Big Data Analytics - Data Analyst

A data analyst has reporting-oriented profile, having experience in extracting and analyzing data from traditional data warehouses using SQL. Their tasks are normally either on the side of data storage or in reporting general business results. Data warehousing is by no means simple, it is just different to what a data scientist does.

Many organizations struggle hard to find competent data scientists in the market. It is however a good idea to select prospective data analysts and teach them the relevant skills to become a data scientist. This is by no means a trivial task and would normally involve the person doing a master degree in a quantitative field, but it is definitely a viable option. The basic skills a competent data analyst must have are listed below −

Business understanding
SQL programming
Report design and implementation
Dashboard development

Big Data Analytics - Data Scientist

The role of a data scientist is normally associated with tasks such as predictive modeling, developing segmentation algorithms, recommender systems, A/B testing frameworks and often working with raw unstructured data.

The nature of their work demands a deep understanding of mathematics, applied statistics and programming. There are a few skills common between a data analyst and a data scientist, for example, the ability to query databases. Both analyze data, but the decision of a data scientist can have a greater impact in an organization.

Here is a set of skills a data scientist normally need to have −

Programming in a statistical package such as: R, Python, SAS, SPSS, or Julia
Able to clean, extract, and explore data from different sources
Research, design, and implementation of statistical models
Deep statistical, mathematical, and computer science knowledge

In big data analytics, people normally confuse the role of a data scientist with that of a data architect. In reality, the difference is quite simple. A data architect defines the tools and the architecture the data would be stored at, whereas a data scientist uses this architecture. Of course, a data scientist should be able to set up new tools if needed for ad-hoc projects, but the infrastructure definition and design should not be a part of his task.

Big Data Analytics - Problem Definition

Through this tutorial, we will develop a project. Each subsequent chapter in this tutorial deals with a part of the larger project in the mini-project section. This is thought to be an applied tutorial section that will provide exposure to a real-world problem. In this case, we would start with the problem definition of the project.

Project Description

The objective of this project would be to develop a machine learning model to predict the hourly salary of people using their curriculum vitae (CV) text as input.

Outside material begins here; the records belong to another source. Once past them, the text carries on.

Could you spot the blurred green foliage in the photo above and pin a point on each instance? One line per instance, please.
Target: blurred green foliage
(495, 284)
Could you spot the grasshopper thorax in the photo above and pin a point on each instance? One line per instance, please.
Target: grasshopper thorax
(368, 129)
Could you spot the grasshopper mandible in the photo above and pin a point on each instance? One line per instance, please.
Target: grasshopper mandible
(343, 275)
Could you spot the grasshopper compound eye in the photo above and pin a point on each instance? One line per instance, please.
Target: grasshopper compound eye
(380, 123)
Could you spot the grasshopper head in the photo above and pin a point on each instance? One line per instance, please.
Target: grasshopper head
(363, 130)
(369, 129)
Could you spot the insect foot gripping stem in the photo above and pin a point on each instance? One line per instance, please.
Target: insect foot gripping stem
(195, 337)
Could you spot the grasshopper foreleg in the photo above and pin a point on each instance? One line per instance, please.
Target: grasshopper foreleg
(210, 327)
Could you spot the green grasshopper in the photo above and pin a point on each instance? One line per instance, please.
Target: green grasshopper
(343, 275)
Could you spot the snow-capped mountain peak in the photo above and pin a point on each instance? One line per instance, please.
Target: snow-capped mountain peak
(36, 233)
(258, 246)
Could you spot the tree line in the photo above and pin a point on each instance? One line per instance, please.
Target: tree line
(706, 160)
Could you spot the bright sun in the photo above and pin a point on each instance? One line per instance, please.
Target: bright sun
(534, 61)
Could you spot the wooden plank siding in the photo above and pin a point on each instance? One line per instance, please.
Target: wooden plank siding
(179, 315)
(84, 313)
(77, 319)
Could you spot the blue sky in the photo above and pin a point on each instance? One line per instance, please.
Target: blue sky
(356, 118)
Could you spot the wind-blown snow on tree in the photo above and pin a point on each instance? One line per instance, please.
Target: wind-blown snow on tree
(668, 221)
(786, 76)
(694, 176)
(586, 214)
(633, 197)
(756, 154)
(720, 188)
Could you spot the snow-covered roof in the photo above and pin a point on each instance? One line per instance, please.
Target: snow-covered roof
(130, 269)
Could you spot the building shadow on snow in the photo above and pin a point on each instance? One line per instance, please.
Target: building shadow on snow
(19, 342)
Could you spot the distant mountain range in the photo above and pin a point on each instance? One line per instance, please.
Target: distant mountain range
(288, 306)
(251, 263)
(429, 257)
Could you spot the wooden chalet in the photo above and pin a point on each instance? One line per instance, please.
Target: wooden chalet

Using the framework defined above, it is simple to define the problem. We can define X = {x₁, x₂, …, x_n} as the CV’s of users, where each feature can be, in the simplest way possible, the amount of times this word appears. Then the response is real valued, we are trying to predict the hourly salary of individuals in dollars.

These two considerations are enough to conclude that the problem presented can be solved with a supervised regression algorithm.

Problem Definition

Problem Definition is probably one of the most complex and heavily neglected stages in the big data analytics pipeline. In order to define the problem a data product would solve, experience is mandatory. Most data scientist aspirants have little or no experience in this stage.

Most big data problems can be categorized in the following ways −

Supervised classification
Supervised regression
Unsupervised learning
Learning to rank

Let us now learn more about these four concepts.

Supervised Classification

Given a matrix of features X = {x₁, x₂, ..., x_n} we develop a model M to predict different classes defined as y = {c₁, c₂, ..., c_n}. For example: Given transactional data of customers in an insurance company, it is possible to develop a model that will predict if a client would churn or not. The latter is a binary classification problem, where there are two classes or target variables: churn and not churn.

Other problems involve predicting more than one class, we could be interested in doing digit recognition, therefore the response vector would be defined as: y = {0, 1, 2, 3, 4, 5, 6, 7, 8, 9}, a-state-of-the-art model would be convolutional neural network and the matrix of features would be defined as the pixels of the image.

Supervised Regression

In this case, the problem definition is rather similar to the previous example; the difference relies on the response. In a regression problem, the response y ∈ ℜ, this means the response is real valued. For example, we can develop a model to predict the hourly salary of individuals given the corpus of their CV.

Unsupervised Learning

Management is often thirsty for new insights. Segmentation models can provide this insight in order for the marketing department to develop products for different segments. A good approach for developing a segmentation model, rather than thinking of algorithms, is to select features that are relevant to the segmentation that is desired.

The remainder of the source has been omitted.